Proposed readability rewrite (re-using the informational language):
"In this operational mode, similar to the default Flexible 
Cross-Connect (FXC) mode described in Section 3.2, multiple 
normalized VLAN IDs (VIDs) representing Attachment Circuits (ACs) 
across various Ethernet Segments (ESs)/interfaces are 
multiplexed into a single EVPN VPWS service tunnel. However, 
this single tunnel is represented by multiple VPWS service 
IDs (one per normalized VID), and these normalized VIDs are 
signaled using EVPN BGP.

In this solution, on each Provider Edge (PE), the multi-homing 
ACs represented by their normalized VIDs are configured with 
a single Ethernet Virtual Instance (EVI).

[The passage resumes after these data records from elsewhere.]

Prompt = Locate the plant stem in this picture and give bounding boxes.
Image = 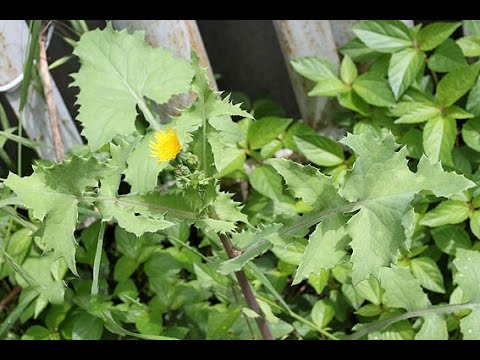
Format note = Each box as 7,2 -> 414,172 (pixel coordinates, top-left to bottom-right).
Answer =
90,221 -> 105,296
0,286 -> 22,312
38,28 -> 65,162
220,234 -> 273,340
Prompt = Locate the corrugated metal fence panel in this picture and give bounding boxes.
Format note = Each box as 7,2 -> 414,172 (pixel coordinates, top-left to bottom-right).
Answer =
0,20 -> 82,160
113,20 -> 217,89
273,20 -> 413,136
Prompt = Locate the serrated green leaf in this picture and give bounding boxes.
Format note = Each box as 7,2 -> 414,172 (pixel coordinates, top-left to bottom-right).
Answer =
124,131 -> 168,193
353,20 -> 413,53
353,73 -> 395,107
417,22 -> 462,51
290,56 -> 340,82
73,24 -> 193,150
423,114 -> 457,165
294,135 -> 345,166
208,133 -> 246,177
410,257 -> 445,294
437,63 -> 480,109
431,225 -> 472,255
457,35 -> 480,57
248,116 -> 292,150
453,249 -> 480,340
380,266 -> 430,310
420,200 -> 470,227
5,157 -> 112,274
428,39 -> 467,73
341,133 -> 473,284
308,77 -> 349,96
311,299 -> 335,328
340,55 -> 358,85
293,215 -> 350,285
388,49 -> 425,100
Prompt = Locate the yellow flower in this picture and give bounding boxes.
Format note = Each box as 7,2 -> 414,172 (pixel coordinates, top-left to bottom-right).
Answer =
149,128 -> 182,162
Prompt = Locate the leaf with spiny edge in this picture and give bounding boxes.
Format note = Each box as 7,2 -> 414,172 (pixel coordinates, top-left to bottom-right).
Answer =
72,23 -> 193,150
5,156 -> 113,275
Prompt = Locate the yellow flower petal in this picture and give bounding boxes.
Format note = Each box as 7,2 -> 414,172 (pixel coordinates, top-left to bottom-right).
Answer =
149,128 -> 182,162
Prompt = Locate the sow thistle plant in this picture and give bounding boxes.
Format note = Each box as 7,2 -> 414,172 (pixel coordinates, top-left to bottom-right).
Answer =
0,21 -> 480,339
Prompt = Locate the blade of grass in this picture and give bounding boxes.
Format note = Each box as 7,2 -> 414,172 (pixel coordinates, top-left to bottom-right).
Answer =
0,103 -> 10,130
19,20 -> 42,113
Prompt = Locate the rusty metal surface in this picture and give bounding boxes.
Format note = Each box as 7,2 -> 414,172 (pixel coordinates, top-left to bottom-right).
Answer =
0,20 -> 82,160
273,20 -> 413,137
113,20 -> 217,89
273,20 -> 339,134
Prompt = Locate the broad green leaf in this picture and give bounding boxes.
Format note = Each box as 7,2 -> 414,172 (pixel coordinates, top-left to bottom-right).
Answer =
395,102 -> 440,124
353,20 -> 413,53
208,133 -> 246,177
268,159 -> 343,209
353,73 -> 395,107
293,215 -> 350,285
420,200 -> 471,227
428,39 -> 467,73
5,157 -> 112,274
453,249 -> 480,340
341,132 -> 473,284
311,299 -> 335,328
339,37 -> 382,62
463,20 -> 480,35
355,304 -> 382,317
417,22 -> 462,51
73,23 -> 193,150
388,49 -> 425,100
466,77 -> 480,116
340,55 -> 358,85
437,63 -> 480,109
423,114 -> 457,165
431,225 -> 472,255
124,131 -> 168,193
457,35 -> 480,57
250,165 -> 294,213
72,313 -> 103,340
410,257 -> 445,294
308,77 -> 349,96
380,266 -> 430,310
337,90 -> 369,116
462,118 -> 480,152
15,252 -> 67,308
470,210 -> 480,239
290,56 -> 340,82
355,276 -> 382,305
248,116 -> 292,150
294,135 -> 345,166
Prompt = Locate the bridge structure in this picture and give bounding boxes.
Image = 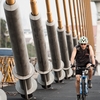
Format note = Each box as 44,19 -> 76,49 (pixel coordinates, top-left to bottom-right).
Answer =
2,0 -> 100,100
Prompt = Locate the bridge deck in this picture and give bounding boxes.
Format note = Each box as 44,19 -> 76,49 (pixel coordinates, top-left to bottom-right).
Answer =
3,76 -> 100,100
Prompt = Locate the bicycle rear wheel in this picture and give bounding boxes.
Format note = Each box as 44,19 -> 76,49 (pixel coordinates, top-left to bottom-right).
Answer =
82,79 -> 86,100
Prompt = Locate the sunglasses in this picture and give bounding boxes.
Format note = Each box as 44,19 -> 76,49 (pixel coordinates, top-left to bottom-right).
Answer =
81,43 -> 86,45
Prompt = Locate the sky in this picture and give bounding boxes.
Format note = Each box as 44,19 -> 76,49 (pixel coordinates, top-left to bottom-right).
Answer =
0,0 -> 97,29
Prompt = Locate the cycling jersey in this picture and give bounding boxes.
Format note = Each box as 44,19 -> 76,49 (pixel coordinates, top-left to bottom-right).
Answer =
75,45 -> 91,67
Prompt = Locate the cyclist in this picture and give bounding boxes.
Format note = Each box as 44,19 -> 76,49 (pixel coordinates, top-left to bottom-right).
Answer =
71,36 -> 95,100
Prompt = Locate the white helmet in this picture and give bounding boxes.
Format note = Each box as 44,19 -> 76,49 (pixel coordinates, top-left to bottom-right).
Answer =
79,36 -> 88,43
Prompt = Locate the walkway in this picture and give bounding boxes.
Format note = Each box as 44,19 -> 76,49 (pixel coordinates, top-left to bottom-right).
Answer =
3,22 -> 100,100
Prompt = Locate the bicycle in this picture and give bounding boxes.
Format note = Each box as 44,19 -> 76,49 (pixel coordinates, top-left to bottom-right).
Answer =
80,65 -> 91,100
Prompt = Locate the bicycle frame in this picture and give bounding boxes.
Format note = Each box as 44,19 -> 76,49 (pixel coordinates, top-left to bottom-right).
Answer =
80,70 -> 88,100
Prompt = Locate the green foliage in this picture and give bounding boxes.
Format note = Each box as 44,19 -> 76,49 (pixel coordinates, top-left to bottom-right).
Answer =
27,44 -> 36,57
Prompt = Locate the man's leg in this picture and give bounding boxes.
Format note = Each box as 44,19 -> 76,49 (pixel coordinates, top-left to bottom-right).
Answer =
87,64 -> 93,88
75,75 -> 81,100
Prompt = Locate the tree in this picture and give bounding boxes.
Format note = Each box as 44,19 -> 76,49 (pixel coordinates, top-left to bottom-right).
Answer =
0,18 -> 11,47
0,18 -> 7,47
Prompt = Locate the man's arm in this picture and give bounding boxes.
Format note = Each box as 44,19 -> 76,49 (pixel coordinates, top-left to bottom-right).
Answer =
71,47 -> 76,65
89,45 -> 95,65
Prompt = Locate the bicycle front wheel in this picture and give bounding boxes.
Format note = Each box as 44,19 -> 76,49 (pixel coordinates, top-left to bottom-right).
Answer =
82,79 -> 86,100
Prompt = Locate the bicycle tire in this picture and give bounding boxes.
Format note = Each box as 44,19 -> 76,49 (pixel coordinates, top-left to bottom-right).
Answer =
82,79 -> 86,100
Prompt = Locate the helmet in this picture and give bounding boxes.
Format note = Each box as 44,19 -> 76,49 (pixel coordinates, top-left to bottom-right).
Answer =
79,36 -> 88,43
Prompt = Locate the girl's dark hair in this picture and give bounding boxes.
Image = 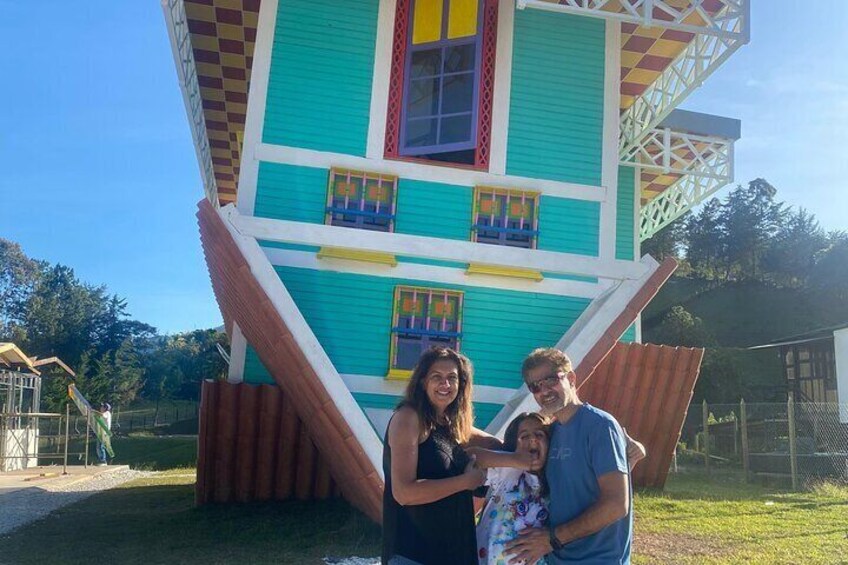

There is no need 
to configure a separate VPWS service instance ID here, as 
it corresponds to the normalized VID. For each normalized 
VID on each ES, the PE generates an Ethernet 
Auto-Discovery (A-D) per EVI route where the ESI field 
represents the ES ID, the Ethernet Tag field is set to 
the normalized VID, and the MPLS label field is set to 
a dynamically generated EVPN label representing the 
point-to-point (P2P) EVPN service tunnel. This label 
remains consistent for all ACs multiplexed into a single 
EVPN VPWS service tunnel. This route is sent with a Route 
Target (RT) representing the EVI. As before, this RT can 
be auto-generated from the EVI per Section 5.1.2.1 of [RFC8365]. 
Additionally, this route includes the EVPN Layer-2 Extended 
Community defined in Section 3.1 of [RFC8214] with two 
new flags (outlined in Section 4) that indicate: 1) this 
VPWS service tunnel is for VLAN-signaled Flexible 
Cross-Connect, and 2) the normalized VID type 
(single versus double). The receiving PE uses 
these new flags for a consistency check and may 
generate an alarm if it detects inconsistency, but it 
does not bring down the VPWS service.

It should be noted that in this mode of operation, the 
PE sends a single Ethernet A-D per EVI route for each 
AC configured-i.e., each normalized VID configured per ES 
results in the generation of an EVPN Ethernet A-D per EVI.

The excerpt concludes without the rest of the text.